Imapct of bioMarkers on Pharmacodynamics and Bleeding Risk of Direct Oral AntiCoagulants and Ticagrelor Study II

Peking University

Status

Not yet enrolling

Conditions

Dabigatran

NOACs

Apixaban

Pharmacogenomics

Edoxaban

Novel Oral Anticoagulants

Pharmacodynamics

Ticagrelor

Biomarker

Rivaroxaban

RNA Profile

Bleeding

Treatments

Other: Indicators test related to coagulation function

Other: Indicators test related to platelet function

Genetic: Detection of genotype and RNA profile in platelet and white blood cell

Study type

Observational

Funder types

Other

Identifiers

NCT05764356

2022CR67

Details and patient eligibility

About

Individual differences in drug efficacy and adverse reactions are common in the clinical application of drugs. Individual differences are caused by many factors, among which genetic factors account for more than 20%. Novel oral anticoagulant drugs (NOACs, including rivaroxaban, apixaban, edoxaban, dabigatran, etc.) and novel antiplatelet drug ticagrelor have the advantages of convenient use and no need for monitoring. But novel oral antithrombotic drugs also increase the risk of bleeding, and there is currently a lack of effective antagonists when antithrombosis is excessive or emergency surgery is required. At present, there are few studies on the causes of individual differences in novel antithrombotic drugs, and there is a lack of predictable biomarkers or drug genotypes, especially in China.
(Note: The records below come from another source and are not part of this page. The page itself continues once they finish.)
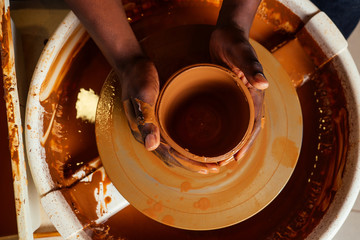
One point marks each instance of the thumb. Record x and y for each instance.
(146, 122)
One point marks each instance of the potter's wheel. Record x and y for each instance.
(187, 200)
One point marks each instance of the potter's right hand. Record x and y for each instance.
(140, 88)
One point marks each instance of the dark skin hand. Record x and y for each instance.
(107, 24)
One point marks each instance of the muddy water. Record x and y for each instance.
(7, 202)
(303, 201)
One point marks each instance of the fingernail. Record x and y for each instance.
(261, 82)
(150, 142)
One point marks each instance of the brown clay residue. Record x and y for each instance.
(107, 200)
(185, 186)
(168, 219)
(154, 210)
(146, 113)
(202, 204)
(274, 24)
(70, 146)
(87, 198)
(285, 151)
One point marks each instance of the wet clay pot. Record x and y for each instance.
(205, 113)
(78, 195)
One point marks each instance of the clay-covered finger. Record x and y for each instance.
(146, 123)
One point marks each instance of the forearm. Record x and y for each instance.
(238, 13)
(107, 24)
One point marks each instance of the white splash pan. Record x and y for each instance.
(316, 23)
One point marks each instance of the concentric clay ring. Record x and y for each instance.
(183, 199)
(218, 121)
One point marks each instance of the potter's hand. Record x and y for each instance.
(230, 46)
(140, 88)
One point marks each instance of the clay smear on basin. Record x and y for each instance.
(301, 204)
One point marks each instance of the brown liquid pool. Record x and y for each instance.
(180, 38)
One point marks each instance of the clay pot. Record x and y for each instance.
(205, 112)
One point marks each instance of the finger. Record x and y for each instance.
(130, 115)
(151, 134)
(147, 124)
(254, 71)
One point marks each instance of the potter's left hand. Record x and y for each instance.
(229, 46)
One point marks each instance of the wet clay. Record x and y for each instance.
(7, 203)
(209, 122)
(296, 210)
(70, 146)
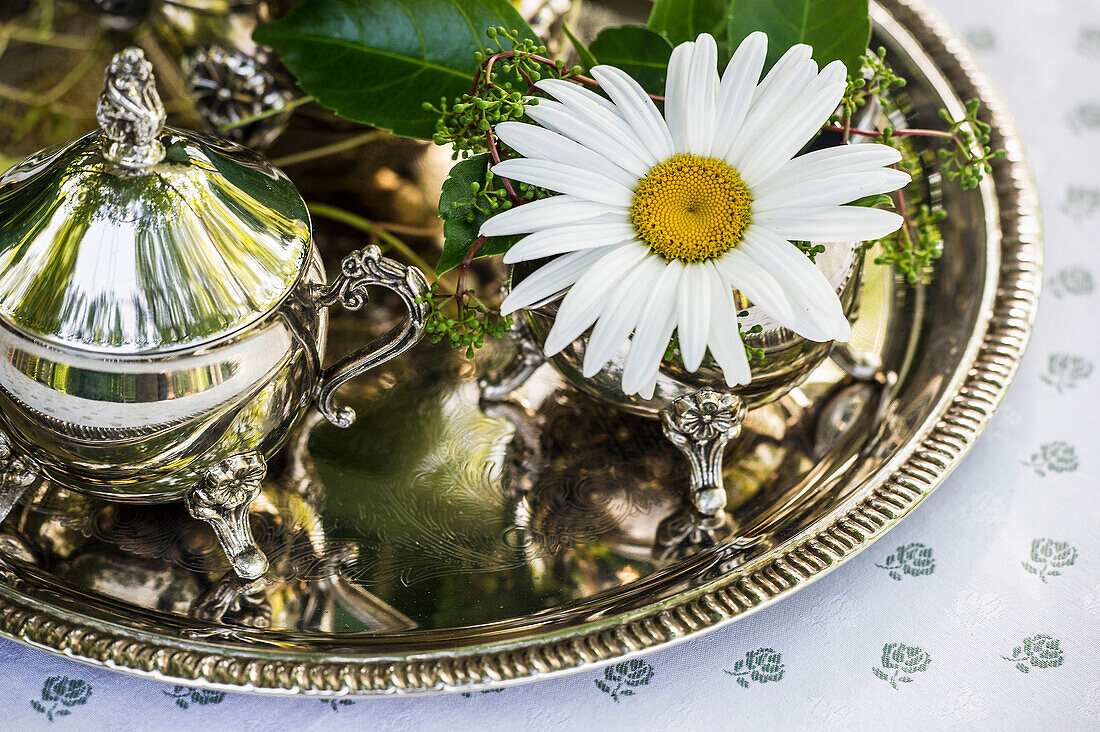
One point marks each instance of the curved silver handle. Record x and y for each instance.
(359, 271)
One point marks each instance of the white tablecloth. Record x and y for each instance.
(980, 611)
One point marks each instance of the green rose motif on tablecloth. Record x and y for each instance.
(59, 694)
(761, 666)
(1064, 371)
(1047, 556)
(913, 559)
(186, 696)
(1088, 42)
(900, 662)
(1054, 457)
(1085, 118)
(334, 705)
(620, 679)
(981, 39)
(1071, 281)
(1081, 203)
(1037, 652)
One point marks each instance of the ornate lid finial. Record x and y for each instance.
(130, 111)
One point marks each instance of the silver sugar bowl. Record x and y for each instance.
(163, 316)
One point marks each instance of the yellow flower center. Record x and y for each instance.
(691, 208)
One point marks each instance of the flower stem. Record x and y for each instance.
(264, 115)
(356, 221)
(340, 146)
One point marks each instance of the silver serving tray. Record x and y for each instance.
(439, 546)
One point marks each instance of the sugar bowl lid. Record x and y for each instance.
(140, 238)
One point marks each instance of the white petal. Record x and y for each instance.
(550, 279)
(743, 273)
(547, 212)
(769, 106)
(649, 386)
(804, 117)
(735, 94)
(540, 143)
(675, 95)
(586, 105)
(556, 87)
(831, 222)
(693, 314)
(561, 119)
(829, 161)
(725, 340)
(637, 108)
(567, 179)
(569, 238)
(619, 317)
(655, 328)
(804, 283)
(587, 297)
(831, 190)
(795, 57)
(702, 95)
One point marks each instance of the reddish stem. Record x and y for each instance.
(460, 285)
(494, 151)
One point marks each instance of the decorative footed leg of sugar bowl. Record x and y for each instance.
(222, 500)
(526, 361)
(17, 474)
(701, 424)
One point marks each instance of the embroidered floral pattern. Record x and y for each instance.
(337, 703)
(1047, 556)
(186, 696)
(1085, 118)
(1054, 457)
(59, 694)
(620, 679)
(761, 666)
(913, 559)
(1081, 203)
(900, 662)
(1037, 652)
(1071, 281)
(1064, 371)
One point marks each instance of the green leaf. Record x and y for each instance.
(683, 20)
(582, 51)
(639, 52)
(836, 29)
(459, 231)
(376, 62)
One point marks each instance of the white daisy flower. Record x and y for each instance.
(661, 218)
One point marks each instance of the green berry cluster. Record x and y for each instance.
(810, 250)
(875, 80)
(967, 160)
(491, 197)
(503, 84)
(465, 321)
(912, 254)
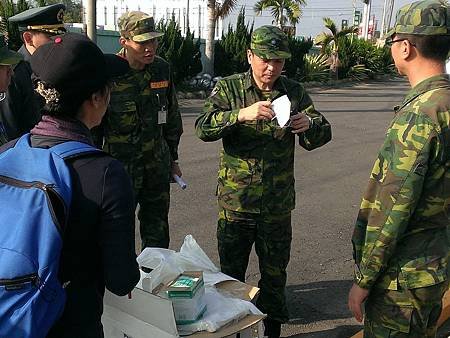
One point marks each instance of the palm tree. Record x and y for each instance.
(216, 10)
(332, 40)
(279, 7)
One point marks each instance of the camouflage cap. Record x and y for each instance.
(137, 26)
(269, 42)
(7, 56)
(47, 19)
(429, 17)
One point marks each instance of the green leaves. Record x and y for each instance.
(231, 51)
(183, 53)
(282, 10)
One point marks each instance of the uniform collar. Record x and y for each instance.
(25, 53)
(438, 81)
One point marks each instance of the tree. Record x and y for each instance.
(231, 51)
(330, 41)
(216, 10)
(278, 8)
(183, 53)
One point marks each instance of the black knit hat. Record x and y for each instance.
(74, 65)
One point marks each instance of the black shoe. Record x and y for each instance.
(146, 270)
(272, 328)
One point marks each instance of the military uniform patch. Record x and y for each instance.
(159, 84)
(214, 91)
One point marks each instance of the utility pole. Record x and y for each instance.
(91, 20)
(387, 15)
(187, 16)
(366, 18)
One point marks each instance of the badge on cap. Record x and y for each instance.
(60, 15)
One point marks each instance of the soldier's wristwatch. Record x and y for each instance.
(310, 121)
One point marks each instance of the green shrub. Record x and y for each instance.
(230, 53)
(182, 53)
(356, 54)
(315, 69)
(295, 66)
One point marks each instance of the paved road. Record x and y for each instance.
(329, 183)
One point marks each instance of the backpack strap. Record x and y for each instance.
(65, 150)
(71, 149)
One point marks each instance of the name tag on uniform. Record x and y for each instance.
(162, 116)
(159, 84)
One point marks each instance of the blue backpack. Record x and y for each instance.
(35, 196)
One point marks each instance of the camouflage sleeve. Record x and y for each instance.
(394, 189)
(320, 131)
(218, 118)
(174, 127)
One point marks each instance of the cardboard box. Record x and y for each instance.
(146, 315)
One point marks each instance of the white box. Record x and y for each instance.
(146, 315)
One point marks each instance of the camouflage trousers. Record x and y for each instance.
(404, 313)
(152, 190)
(272, 236)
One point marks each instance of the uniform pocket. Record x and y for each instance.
(396, 317)
(122, 116)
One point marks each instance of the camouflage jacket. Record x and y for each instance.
(256, 172)
(400, 236)
(131, 128)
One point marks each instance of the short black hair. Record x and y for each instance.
(69, 105)
(434, 47)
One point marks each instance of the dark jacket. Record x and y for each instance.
(19, 110)
(99, 243)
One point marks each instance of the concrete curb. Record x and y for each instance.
(444, 315)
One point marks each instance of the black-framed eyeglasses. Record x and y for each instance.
(390, 42)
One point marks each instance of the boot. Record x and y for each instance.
(272, 328)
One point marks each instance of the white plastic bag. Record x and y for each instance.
(220, 310)
(168, 264)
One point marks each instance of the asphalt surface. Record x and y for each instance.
(329, 184)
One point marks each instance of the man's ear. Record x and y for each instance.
(27, 37)
(122, 41)
(249, 56)
(406, 49)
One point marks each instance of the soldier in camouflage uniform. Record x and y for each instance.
(256, 176)
(143, 126)
(400, 239)
(8, 59)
Therefore, on the basis of previous studies on NOACs and ticagrelor individualized medication cohorts, this study plans to establish a validation cohort for novel antithrombotic drugs bleeding related biomarkers, conduct multi-omics testing and long-term follow-up, and explore markers related to pharmacodynamics of antithrombotic drugs, adverse bleeding reactions and clinical outcomes.

Enrollment

2,000 estimated patients

Sex

All

Ages

18+ years old

Volunteers

No Healthy Volunteers

Inclusion criteria

(I) Chinese Patients taking NOACs

In accordance with anticoagulation indications of NOACs, include prevention of thrombosis in non valvular atrial fibrillation, prevention and treatment of deep vein thrombosis / pulmonary embolism and prevention of thrombosis after knee / hip replacement;
More than 18 years of age, male or female;
Never received NOACs in a month and intend to take NOACs or have received NOACs for more than one week continuously;
sign informed consent.

(II) Chinese Patients taking ticagrelor

With diagnosis of acute coronary syndrome (ACS), included unstable angina, non ST segment elevation myocardial infarction and ST segment elevation myocardial infarction;
More than 18 years of age, male or female;
Never received ticagrelor in a month and intend to take ticagrelor or have received ticagrelor for more than one week continuously#
sign informed consent.

Exclusion criteria

With history of immunodeficiency disease, including positive HIV index;
Positive Hepatitis B surface antigen (HBsAg) and HCV index;
Combined therapy of CYP3A4 strong inhibitors and P-gp inhibitors (e.g., systemic pyrrole antifungal agents such as ketoconazole, itraconazole, voriconazole and posaconazole; human immunodeficiency virus (HIV) - protease inhibitors such as ritonavir), CYP3A4 strong inducers and P-gp inducers (e.g., rifampicin, phenytoin, phenobarbital, carbamazepine, St. John's Wort, etc.) in 14 days before treatment with NOACs;
Severe liver dysfunction and abnormal renal function;
Include contraindications of antithrombosis, such as hypersensitivity, active bleeding, moderate or severe liver disease, previous history of intracranial hemorrhage, gastrointestinal hemorrhage in the past 6 months and major operation within 30 days.